Depuis le milieu des années 1990, André Rieu parcourt le monde avec son Orchestre Johann Strauss. Il se produit dans des stades et de grandes salles de concert, attirant en moyenne 10 000 spectateurs par représentation. Rieu et son orchestre interprètent des œuvres classiques dans un style populaire, cherchant à toucher un public aussi large que possible grâce à une mise en scène soignée et des effets spéciaux. Le répertoire classique est complété par des versions orchestrales de tubes et de chansons pop. Outre les effets lumineux, il utilise également des technologies de pointe pour l'amplification et la coloration du son. Les critiques plus attachés à la musique classique jugent ses productions musicalement superficielles, arguant que Rieu utilise des mélodies classiques familières pour les présenter de manière agréable.
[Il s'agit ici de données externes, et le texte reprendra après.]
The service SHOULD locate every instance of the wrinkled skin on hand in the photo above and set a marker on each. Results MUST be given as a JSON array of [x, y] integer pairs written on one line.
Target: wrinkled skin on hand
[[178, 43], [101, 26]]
Classicpoint.ch : Que représente la musique classique pour vous ?
La musique classique est quelque chose de merveilleux. J'ai grandi avec elle. Mon père était chef d'orchestre et, à la maison, nous n'écoutions et ne jouions que de la musique classique : absolument tout ! Mozart, Bach, Bartók… tout le répertoire. Nous étions six enfants et nous avons tous appris à jouer d'un instrument : harpe, violoncelle, violon ou piano. Ce n'est que bien plus tard que j'ai découvert d'autres styles de musique – les Stones, les Beatles, ABBA. Mais aujourd'hui encore, j'adore la musique classique, et plus particulièrement celle de Johann Strauss. Elle me rend heureux. Je pense que nous sommes tous d'accord pour dire que le monde serait plus pauvre sans elle.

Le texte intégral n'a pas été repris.